Nancy Pelosi is set to arrive in Taiwan Tuesday—and China isn’t the only one that’s unhappy about it.
Futures for the Dow Jones Industrial Average have fallen 189 points, or 0.6%, while S&P 500 futures have declined 0.7%, and Nasdaq Composite futures have dropped 0.8%.
Overseas, the pan-European Stoxx 600 lost 0.8% and Hong Kong’s Hang Seng Index finished 2.4% lower, with indexes similarly weak across Asia.
Investor sentiment has weakened ahead of Pelosi’s (D., Calif.) expected visit to Taiwan Tuesday as part of her tour of Asia—a historic visit that has raised geopolitical tensions amid warnings from China.
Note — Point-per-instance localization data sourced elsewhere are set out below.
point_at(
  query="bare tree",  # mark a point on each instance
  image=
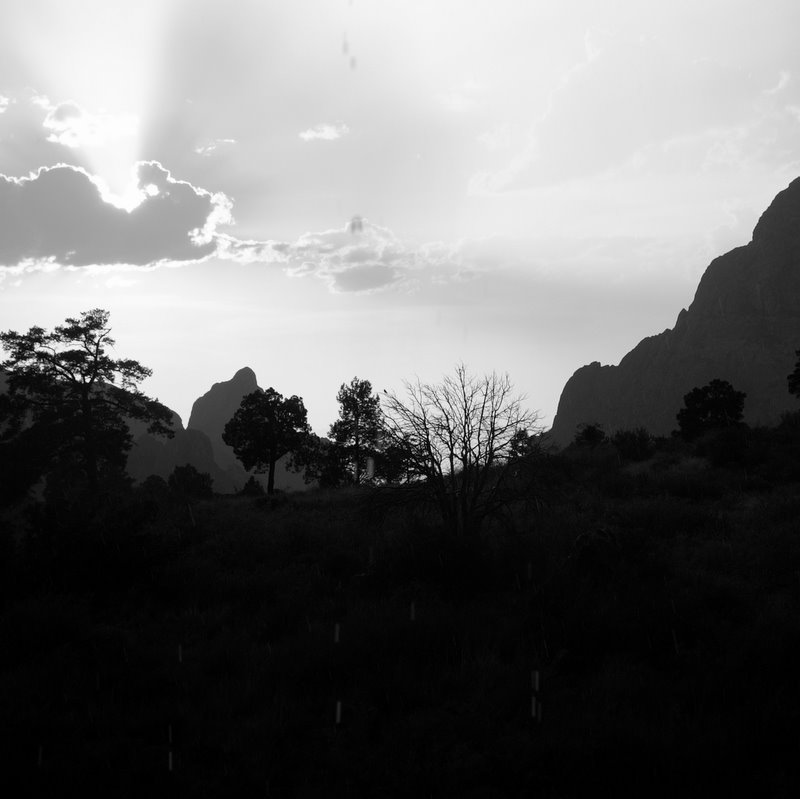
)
(459, 438)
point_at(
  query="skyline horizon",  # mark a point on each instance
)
(333, 188)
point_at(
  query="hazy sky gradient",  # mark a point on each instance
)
(323, 188)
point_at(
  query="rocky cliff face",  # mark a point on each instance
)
(742, 326)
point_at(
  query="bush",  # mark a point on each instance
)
(188, 482)
(633, 445)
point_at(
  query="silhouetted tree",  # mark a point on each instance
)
(458, 438)
(358, 428)
(322, 460)
(68, 394)
(793, 379)
(713, 406)
(264, 428)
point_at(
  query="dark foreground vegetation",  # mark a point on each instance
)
(162, 642)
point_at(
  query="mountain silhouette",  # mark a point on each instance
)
(743, 326)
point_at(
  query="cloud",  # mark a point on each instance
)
(360, 257)
(69, 124)
(463, 98)
(325, 132)
(625, 97)
(62, 215)
(211, 147)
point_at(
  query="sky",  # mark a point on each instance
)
(323, 189)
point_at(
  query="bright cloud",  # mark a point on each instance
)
(74, 127)
(627, 98)
(360, 257)
(61, 215)
(325, 132)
The world’s second-largest economy considers the island part of its territory and has plans for reunification, and cautioned that its armed forces “will not sit idly by” in the case of Pelosi’s visit.
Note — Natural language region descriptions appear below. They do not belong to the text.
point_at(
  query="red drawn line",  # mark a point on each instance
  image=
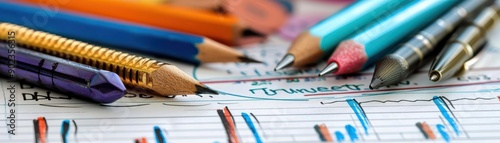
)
(428, 131)
(408, 88)
(232, 128)
(42, 127)
(326, 133)
(315, 76)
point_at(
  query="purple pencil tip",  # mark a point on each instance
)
(107, 87)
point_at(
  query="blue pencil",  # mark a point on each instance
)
(321, 39)
(185, 47)
(367, 46)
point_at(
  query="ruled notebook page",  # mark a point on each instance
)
(257, 104)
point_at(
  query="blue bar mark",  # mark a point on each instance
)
(160, 138)
(443, 133)
(65, 130)
(359, 113)
(250, 124)
(351, 131)
(339, 136)
(318, 130)
(440, 104)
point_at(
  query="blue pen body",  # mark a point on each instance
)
(339, 26)
(104, 32)
(379, 39)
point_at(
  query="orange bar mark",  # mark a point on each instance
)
(428, 131)
(326, 133)
(232, 128)
(42, 128)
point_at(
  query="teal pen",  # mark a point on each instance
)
(367, 46)
(321, 39)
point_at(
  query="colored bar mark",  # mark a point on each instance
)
(258, 123)
(37, 131)
(220, 112)
(419, 126)
(65, 131)
(76, 130)
(320, 135)
(360, 113)
(42, 129)
(441, 130)
(440, 104)
(339, 136)
(232, 125)
(428, 131)
(250, 124)
(160, 138)
(351, 131)
(326, 133)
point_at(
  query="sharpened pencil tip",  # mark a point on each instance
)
(246, 59)
(287, 61)
(376, 83)
(434, 77)
(332, 67)
(205, 90)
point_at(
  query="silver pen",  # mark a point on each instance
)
(399, 65)
(464, 44)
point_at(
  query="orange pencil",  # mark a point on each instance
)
(225, 28)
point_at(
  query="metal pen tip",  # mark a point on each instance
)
(246, 59)
(287, 61)
(376, 83)
(434, 77)
(205, 90)
(332, 67)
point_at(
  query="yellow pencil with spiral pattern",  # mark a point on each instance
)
(134, 71)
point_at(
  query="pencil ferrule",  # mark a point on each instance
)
(133, 70)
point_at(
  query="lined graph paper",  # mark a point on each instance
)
(258, 104)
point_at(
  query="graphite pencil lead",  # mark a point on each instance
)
(205, 90)
(434, 77)
(331, 68)
(287, 61)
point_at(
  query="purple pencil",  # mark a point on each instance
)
(59, 74)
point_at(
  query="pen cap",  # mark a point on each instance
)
(464, 44)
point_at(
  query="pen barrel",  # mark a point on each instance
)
(59, 74)
(415, 50)
(134, 71)
(464, 44)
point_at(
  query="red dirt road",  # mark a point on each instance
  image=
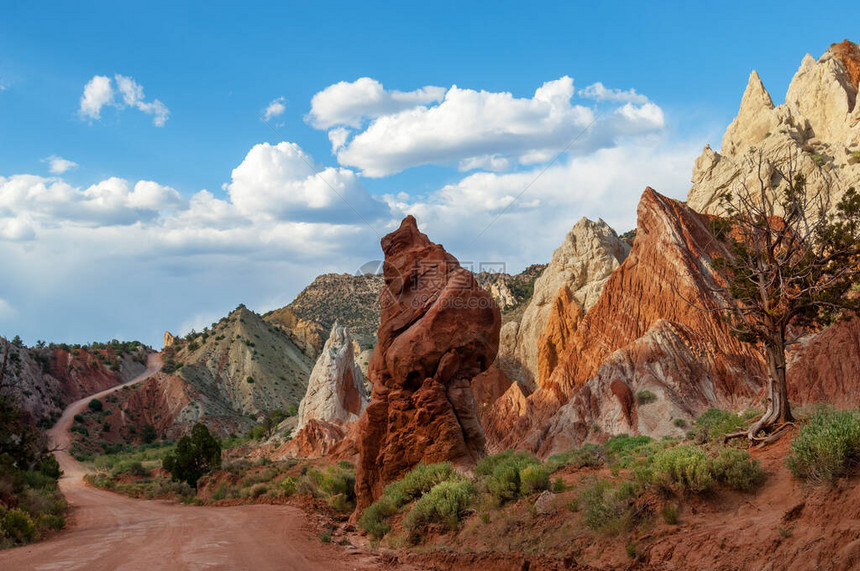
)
(111, 531)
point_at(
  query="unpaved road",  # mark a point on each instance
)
(110, 531)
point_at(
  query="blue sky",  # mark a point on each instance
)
(92, 253)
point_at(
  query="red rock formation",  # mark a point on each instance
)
(826, 367)
(666, 278)
(84, 373)
(849, 53)
(438, 331)
(487, 388)
(564, 318)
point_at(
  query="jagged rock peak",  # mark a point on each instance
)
(583, 262)
(336, 385)
(818, 128)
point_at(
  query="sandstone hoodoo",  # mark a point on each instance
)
(439, 330)
(336, 386)
(644, 333)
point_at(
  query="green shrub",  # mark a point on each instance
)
(442, 504)
(415, 484)
(589, 456)
(623, 448)
(645, 397)
(18, 526)
(734, 469)
(336, 486)
(607, 510)
(194, 456)
(683, 468)
(714, 423)
(827, 447)
(502, 474)
(419, 481)
(374, 519)
(533, 478)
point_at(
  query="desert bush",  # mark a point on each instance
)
(621, 449)
(683, 468)
(194, 456)
(590, 455)
(502, 474)
(533, 478)
(827, 447)
(734, 469)
(442, 504)
(336, 486)
(18, 526)
(419, 481)
(607, 509)
(415, 484)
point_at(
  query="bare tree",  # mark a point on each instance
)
(793, 259)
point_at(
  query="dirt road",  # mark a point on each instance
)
(110, 531)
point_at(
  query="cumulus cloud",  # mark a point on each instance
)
(100, 92)
(27, 201)
(351, 103)
(601, 93)
(282, 182)
(508, 206)
(480, 129)
(275, 109)
(59, 165)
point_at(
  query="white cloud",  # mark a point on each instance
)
(350, 103)
(37, 202)
(132, 96)
(59, 165)
(275, 109)
(99, 92)
(282, 182)
(488, 130)
(599, 92)
(543, 207)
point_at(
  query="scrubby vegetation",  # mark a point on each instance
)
(622, 483)
(194, 456)
(827, 447)
(30, 500)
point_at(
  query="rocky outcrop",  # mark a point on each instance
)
(305, 334)
(825, 367)
(439, 330)
(646, 332)
(577, 272)
(352, 300)
(240, 368)
(818, 126)
(336, 386)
In addition to heightening tensions between the U.S. and China, the House speaker’s visit underscores the economic sensitivity of Taiwan, which stands at the heart of the critical global chip-making industry.
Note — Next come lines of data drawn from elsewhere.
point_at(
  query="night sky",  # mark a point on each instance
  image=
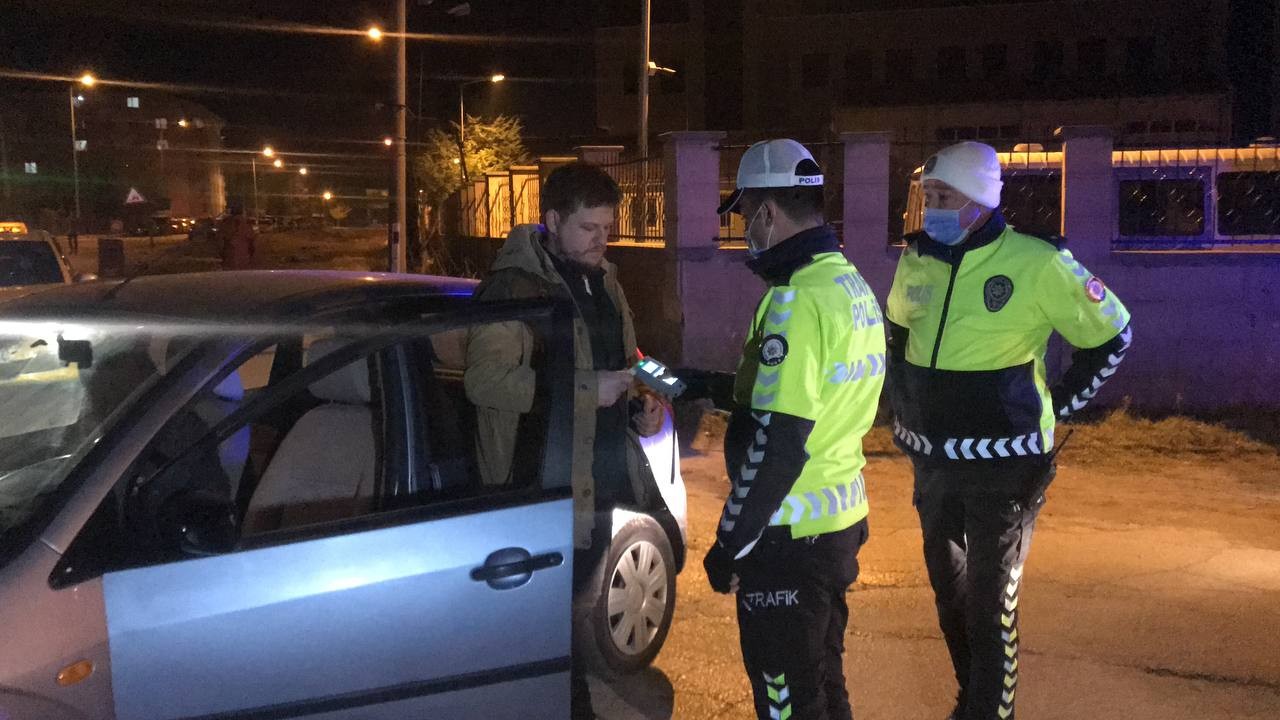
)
(327, 90)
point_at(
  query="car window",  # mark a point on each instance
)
(28, 263)
(62, 387)
(232, 468)
(480, 393)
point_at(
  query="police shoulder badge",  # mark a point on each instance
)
(997, 291)
(1096, 290)
(773, 350)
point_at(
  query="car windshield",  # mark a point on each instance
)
(60, 387)
(28, 263)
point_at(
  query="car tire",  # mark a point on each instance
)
(626, 611)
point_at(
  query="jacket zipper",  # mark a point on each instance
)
(946, 308)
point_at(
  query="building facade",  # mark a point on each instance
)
(163, 149)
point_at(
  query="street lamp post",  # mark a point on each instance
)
(462, 118)
(87, 80)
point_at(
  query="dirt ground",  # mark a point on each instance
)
(1152, 591)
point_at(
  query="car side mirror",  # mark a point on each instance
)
(201, 523)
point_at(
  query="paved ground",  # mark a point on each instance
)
(1152, 592)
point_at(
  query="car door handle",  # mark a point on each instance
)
(513, 566)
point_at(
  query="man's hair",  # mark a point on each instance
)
(579, 185)
(800, 203)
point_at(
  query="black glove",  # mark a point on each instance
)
(720, 568)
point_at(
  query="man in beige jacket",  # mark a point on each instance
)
(565, 258)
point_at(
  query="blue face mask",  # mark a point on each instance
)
(944, 226)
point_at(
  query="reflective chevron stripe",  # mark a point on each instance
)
(745, 474)
(974, 449)
(816, 505)
(1009, 637)
(1078, 401)
(780, 696)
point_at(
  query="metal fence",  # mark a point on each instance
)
(831, 159)
(1175, 197)
(641, 214)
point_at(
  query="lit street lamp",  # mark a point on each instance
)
(86, 80)
(462, 118)
(268, 151)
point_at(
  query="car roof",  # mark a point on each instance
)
(261, 295)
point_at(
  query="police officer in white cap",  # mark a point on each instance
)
(970, 313)
(805, 393)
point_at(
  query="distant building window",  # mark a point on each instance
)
(1162, 208)
(1091, 58)
(1139, 58)
(814, 69)
(1033, 201)
(1047, 60)
(995, 60)
(951, 63)
(858, 74)
(630, 80)
(1248, 204)
(899, 65)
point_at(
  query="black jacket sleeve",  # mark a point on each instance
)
(1089, 370)
(764, 452)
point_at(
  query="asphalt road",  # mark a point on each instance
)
(1150, 593)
“Speaker Pelosi is scheduled to land in Taiwan later this morning despite repeated and stern warnings from China about a potential military response to the visit and the elevated tensions are resulting in equity market weakness and rising demand for havens assets such as Treasuries,” said Tom Essaye, the founder of Sevens Report Research. “Looking beyond geopolitics, there are a few other potential catalysts to watch today.”
Tuesday also holds economic data in the form of motor vehicle sales for July and the JOLTs job openings for June, which comes ahead of this week’s headline U.S. jobs report on Friday. The strength of the economy remains in sharp focus among investors amid ongoing fears of a slowdown spurred by an aggressive shift in monetary policy from the Federal Reserve.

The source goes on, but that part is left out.